Third, the ideal model complexity, dictated by the Num Layers, varies depending on the characteristics of the dataset. For KDD CUP 99 and its subset NSL-KDD, a simpler model with two to three layers achieves the best results. Increasing the model’s depth beyond this point leads to a performance drop, likely due to over-smoothing or overfitting. Conversely, for the CICIDS2017 dataset, the model’s performance is largely insensitive to the number of layers, provided that the cutoff threshold is set appropriately. This suggests that the features in this dataset are robust enough to be effectively captured by models of varying depths. The UNSW-NB15 dataset shows a more complex relationship, but a model with 2 layers still provides a reliable and high-performing baseline.
In summary, this study underscores the importance of careful hyper-parameter tuning. The primary guideline for our model is to maintain the Cutoff threshold within a moderate range of [0.5, 0.7]. Within this range, the PseudoMetapathNet with 2 to 3 layers offers a robust and effective configuration for achieving high accuracy and recall across diverse network intrusion detection environments.
5.5. Case Study
To provide a qualitative and intuitive understanding of how PseudoMetapathNet overcomes the limitations of standard GNNs, we conduct a detailed case study on a representative subgraph extracted from the dataset. As illustrated in
Figure 7, we selected a homophilous cluster consisting of four interconnected anomaly nodes. This scenario is particularly insightful as it tests a model’s ability to recognize and amplify signals within a group of coordinated malicious entities, a situation where simpler models can surprisingly fail.
The results of the case study clearly demonstrate the superiority of our proposed framework. The leftmost panel of
Figure 7 shows the ground truth, a cluster where all four nodes are anomalies. The second panel reveals the surprising failure of the baseline Graph Convolutional Network (GCN) model [
67]. Despite the absence of any normal nodes to cause confusion, the GCN misclassifies every single anomaly as normal, yielding a low confidence score of 0.45 for each. This suggests that the standard message-passing mechanism is insufficient for creating a signal reinforcement loop among anomalous peers and may be biased by the globally prevalent normal class.
In stark contrast, the third panel shows the decisive success of our PseudoMetapathNet. It correctly identifies all four nodes as anomalies with the highest possible confidence score of 1.00. The key to this success is revealed in the rightmost panel, which visualizes the learned attention weights. Our model has learned to assign the highest importance to the A-A (Anomaly-Anomaly) metapath, with a weight significantly greater than other path types.
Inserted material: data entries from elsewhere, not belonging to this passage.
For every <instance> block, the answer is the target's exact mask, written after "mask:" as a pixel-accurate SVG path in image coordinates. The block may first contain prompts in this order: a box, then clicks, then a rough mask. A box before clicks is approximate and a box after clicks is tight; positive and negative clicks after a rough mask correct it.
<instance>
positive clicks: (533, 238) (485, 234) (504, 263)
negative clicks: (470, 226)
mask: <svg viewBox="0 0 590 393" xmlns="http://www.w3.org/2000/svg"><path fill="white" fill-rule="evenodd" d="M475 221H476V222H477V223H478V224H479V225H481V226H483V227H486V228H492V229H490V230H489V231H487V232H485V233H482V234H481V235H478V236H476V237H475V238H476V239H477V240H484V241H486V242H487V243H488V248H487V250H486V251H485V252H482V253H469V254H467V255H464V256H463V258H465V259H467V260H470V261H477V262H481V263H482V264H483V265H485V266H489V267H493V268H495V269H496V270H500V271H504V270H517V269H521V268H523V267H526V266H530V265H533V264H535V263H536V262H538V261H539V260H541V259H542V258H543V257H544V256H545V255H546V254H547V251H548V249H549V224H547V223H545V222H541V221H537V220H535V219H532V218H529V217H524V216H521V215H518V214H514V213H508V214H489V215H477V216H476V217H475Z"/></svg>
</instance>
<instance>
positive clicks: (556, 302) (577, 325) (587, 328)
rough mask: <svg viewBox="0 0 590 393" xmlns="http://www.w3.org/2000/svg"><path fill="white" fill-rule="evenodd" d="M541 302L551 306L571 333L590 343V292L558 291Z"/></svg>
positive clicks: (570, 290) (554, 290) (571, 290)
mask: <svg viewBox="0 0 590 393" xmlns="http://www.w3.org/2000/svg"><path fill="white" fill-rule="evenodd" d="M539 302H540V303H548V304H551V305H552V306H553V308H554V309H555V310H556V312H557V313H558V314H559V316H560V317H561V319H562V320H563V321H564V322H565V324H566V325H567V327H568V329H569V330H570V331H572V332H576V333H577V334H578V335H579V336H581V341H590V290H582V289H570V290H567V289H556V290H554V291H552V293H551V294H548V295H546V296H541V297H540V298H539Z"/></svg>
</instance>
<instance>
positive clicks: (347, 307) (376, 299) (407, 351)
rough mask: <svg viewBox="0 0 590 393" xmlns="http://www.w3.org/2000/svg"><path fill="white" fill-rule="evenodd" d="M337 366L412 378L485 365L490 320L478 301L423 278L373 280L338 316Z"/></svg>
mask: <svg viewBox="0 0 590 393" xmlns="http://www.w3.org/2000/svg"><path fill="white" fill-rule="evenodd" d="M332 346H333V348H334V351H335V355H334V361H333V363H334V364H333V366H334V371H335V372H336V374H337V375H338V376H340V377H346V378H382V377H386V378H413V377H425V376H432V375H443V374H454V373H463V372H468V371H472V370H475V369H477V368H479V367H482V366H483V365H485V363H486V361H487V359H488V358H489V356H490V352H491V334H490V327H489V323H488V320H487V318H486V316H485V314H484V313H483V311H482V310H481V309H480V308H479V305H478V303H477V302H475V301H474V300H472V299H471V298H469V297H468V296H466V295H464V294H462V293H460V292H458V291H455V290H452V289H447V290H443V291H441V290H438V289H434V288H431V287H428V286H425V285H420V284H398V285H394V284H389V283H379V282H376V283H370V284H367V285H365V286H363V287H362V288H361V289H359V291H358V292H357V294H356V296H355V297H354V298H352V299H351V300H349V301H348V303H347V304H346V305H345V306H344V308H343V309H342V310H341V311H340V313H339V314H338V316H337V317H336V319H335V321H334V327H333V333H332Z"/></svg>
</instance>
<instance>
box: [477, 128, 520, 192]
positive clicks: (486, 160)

This learned knowledge is critical. When processing this subgraph, PseudoMetapathNet’s dynamic typing and attention mechanism explicitly amplify the information flow along these high-weight A-A paths. This creates a powerful positive feedback loop where each anomaly node mutually reinforces its neighbors’ anomalous status, rapidly driving the prediction confidence to its maximum. This case provides strong qualitative evidence that the Pseudo-Metapath mechanism is crucial for identifying not only isolated threats in heterophilous environments but also coordinated patterns of malicious activity by learning and exploiting the underlying semantic graph structure.